The Church at Dartford

King William confirms his steward Haimo’s gift of the church at Dartford to St Andrew’s, Rochester. Translation from Latin of Textus Roffensis, folio 181v by Jacob Scott. Commentary and notes by Dr Christopher Monk.

This charter was not copied by the main Textus Roffensis scribe, who was writing around 1123, but was added on a replacement folio sometime later in the twelfth century, possibly around 1170. It may not be a copy of an authentic charter.

It concerns the grant of the Church at Dartford, 15 miles from Rochester in the north-west corner of Kent. Domesday book shows that the church was held by the Bishop of Rochester in 1086.1 The bishop at that time was Gundulf, who was also the prior of the community of monks at St Andrew’s, Rochester.

According to the charter, the gift was made by Haimo Dapifer (died. c.1100), the sheriff of Kent (1077 until his death), royal steward of both William I (‘the Conqueror’, reigned 1066-1087) and his son William II (‘Rufus’, reigned 1087-1100). It is unclear which King William is (purportedly) doing the granting in this charter.2

It is important to note that in the 1170s a dispute arose between the monks of St Andrew’s and their bishop, Walter, who was not also the prior of the community, as Gundulf had been. Bishop Walter gave the church to Roger, his nephew, but the monks claimed it had been granted to them in proprios usus, ‘for their own use’ (Flight, p. 219, n. 7). As Gundulf was both bishop and prior, this seems quite a reasonable claim: documents in Textus Roffensis demonstrate that the livelihood of his brothers was of utmost importance to Gundulf. Since Domesday confirms the bishop held the church, he as monk would have benefitted from the income generated from it, and so would have his fellow monks.

As things turned out, Roger retained the church but acknowledged that it was held from the monks (Flight, p. 219, n. 7, and p. 259, Appendix 3, no. 108).3 It is quite possible this Textus copy of a charter, transcribed and translated below, was fabricated and inserted around the time of the dispute in order to support the claim of the brethren. Sadly, for the monks, the church at Dartford continued to be a bone of contention with another of their bishops, Gilbert (Flight, p. 219 and p. 231, incl. n. 23).


Transcription


181v (select folio number to open facsimile)

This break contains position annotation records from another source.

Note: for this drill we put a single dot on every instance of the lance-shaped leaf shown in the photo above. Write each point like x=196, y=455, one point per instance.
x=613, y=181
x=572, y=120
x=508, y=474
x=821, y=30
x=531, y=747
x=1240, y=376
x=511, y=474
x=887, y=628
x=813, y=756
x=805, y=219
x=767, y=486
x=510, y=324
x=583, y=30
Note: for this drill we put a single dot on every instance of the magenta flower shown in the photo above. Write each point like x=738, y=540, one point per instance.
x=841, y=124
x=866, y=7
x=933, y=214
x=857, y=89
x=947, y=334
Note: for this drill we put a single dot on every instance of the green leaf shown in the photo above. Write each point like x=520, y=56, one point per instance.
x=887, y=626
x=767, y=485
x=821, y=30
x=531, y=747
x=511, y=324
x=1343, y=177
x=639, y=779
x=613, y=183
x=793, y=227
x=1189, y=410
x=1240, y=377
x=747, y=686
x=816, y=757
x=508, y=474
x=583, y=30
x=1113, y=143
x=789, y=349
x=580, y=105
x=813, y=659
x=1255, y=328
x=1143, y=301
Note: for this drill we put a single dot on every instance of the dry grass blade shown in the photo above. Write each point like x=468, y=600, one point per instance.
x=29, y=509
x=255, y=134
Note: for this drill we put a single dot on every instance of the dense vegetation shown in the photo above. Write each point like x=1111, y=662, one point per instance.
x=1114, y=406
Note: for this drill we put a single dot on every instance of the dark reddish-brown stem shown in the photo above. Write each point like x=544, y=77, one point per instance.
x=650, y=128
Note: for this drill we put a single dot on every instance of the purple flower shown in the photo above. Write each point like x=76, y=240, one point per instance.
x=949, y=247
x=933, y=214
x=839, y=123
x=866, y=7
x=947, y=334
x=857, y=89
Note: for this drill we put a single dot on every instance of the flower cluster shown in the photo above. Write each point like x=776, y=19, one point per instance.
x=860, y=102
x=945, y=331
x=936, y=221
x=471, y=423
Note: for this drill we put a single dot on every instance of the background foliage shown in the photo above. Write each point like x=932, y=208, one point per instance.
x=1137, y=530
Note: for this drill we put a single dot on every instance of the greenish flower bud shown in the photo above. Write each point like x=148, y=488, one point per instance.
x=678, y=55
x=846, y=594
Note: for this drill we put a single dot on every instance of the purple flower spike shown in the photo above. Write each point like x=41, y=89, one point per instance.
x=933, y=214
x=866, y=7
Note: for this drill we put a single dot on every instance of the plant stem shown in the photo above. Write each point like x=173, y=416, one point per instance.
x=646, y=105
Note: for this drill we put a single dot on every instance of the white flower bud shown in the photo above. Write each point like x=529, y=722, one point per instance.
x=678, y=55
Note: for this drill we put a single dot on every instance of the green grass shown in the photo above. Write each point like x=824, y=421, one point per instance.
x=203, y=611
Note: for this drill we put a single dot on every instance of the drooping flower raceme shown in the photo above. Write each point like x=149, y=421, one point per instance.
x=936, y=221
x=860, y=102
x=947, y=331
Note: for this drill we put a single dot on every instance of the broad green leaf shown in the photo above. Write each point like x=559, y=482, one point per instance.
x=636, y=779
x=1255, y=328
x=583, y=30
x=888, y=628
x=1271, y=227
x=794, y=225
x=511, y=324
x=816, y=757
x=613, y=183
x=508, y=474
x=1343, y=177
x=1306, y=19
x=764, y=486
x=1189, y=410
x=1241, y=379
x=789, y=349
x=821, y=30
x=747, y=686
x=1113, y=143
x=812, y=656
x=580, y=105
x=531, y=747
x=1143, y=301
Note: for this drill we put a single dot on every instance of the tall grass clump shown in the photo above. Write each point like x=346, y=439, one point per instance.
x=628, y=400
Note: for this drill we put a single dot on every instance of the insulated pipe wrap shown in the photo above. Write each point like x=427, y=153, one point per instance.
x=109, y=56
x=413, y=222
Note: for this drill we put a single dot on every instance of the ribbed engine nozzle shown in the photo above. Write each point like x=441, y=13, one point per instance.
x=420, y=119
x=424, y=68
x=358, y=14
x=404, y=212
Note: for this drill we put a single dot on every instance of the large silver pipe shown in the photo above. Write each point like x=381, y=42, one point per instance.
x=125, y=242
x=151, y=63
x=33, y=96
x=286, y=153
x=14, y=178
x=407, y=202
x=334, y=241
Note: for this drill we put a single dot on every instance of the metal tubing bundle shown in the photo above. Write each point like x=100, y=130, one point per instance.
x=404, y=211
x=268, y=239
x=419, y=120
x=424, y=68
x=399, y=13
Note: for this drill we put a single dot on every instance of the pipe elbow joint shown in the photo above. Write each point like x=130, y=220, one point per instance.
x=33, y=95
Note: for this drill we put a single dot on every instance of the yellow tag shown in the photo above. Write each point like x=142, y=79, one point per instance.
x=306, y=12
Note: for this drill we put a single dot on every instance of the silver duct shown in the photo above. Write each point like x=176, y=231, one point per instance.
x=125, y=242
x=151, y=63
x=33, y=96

De ęcclesia de tarenteford

Willelmus dei gratia rex anglorum.
fidelibus suis francis et anglis salutem.
Sciatis me concessise eam donationem
quam haimo dapifer meus fecit ęcclesię quę
est in tarenteford manerio meo . et filii
ipsius haimonis . Rodbertus . et haimo .
me pręsente concesserunt eandem patris
sui donationem . Testes . Rodbertus
comes mellen .4 Rodbertus comes
de moritolio5 . et alii multi;



Translation


Concerning the Church of Dartford:

William, by the grace of God King of the English, to his faithful, French and English, greetings. Know that I have granted that gift which Haimo my steward has made of the church which is in my manor at Dartford, and the sons of Haimo himself, Robert6 and Haimo, in my presence conceded7 the aforesaid gift of their father. Witnesses, Robert, Count of Meulan8 Robert, Count of Mortain,9 and many others.



Cited Works


Colin Flight, The Bishops and Monks of Rochester 1076-1214 (Maidstone: Kent Archaeological Society, 1997).



Footnotes


1 Dartford | Domesday Book (opendomesday.org)

2 British History Online states it was William I: Parishes: Dartford | British History Online (british-history.ac.uk)

3 In Appendix 3, Flight lists a document (no. 108) which relates the settling of the Dartford church dispute by the bishop of Winchester and Baldwin, abbot of Ford, dating this document to c. 1170-c1180; he notes the document is not extant but is mentioned in the fourteenth-century Registrum temporalium.

4 Punctus mark added. There is an erasure at this point in the manuscript.

5 A scribal error for ‘moritonio’, Mortain.

6 Aka, Robert fitz Haimo (or, Fitzhamon), died 1107; he is a character in the Haddenham narrative, for which see Bishop Gundulf builds Rochester Castle for the king in return for the manor of Haddenham, c.1108-c.1114 AD — Rochester Cathedral.

7 Or ‘granted’. The sense here is that the two sons relinquish any claim to the church of Dartford.

8 Robert de Beaumont, 1st Earl of Leicester, Count of Meulan (c. 1040/1050-1118), a powerful Norman nobleman.

9 Robert, Count of Mortain, 2nd Earl of Cornwall (c. 1031-c.1095), half-brother (on their mother’s side) of William I, a great landholder in England.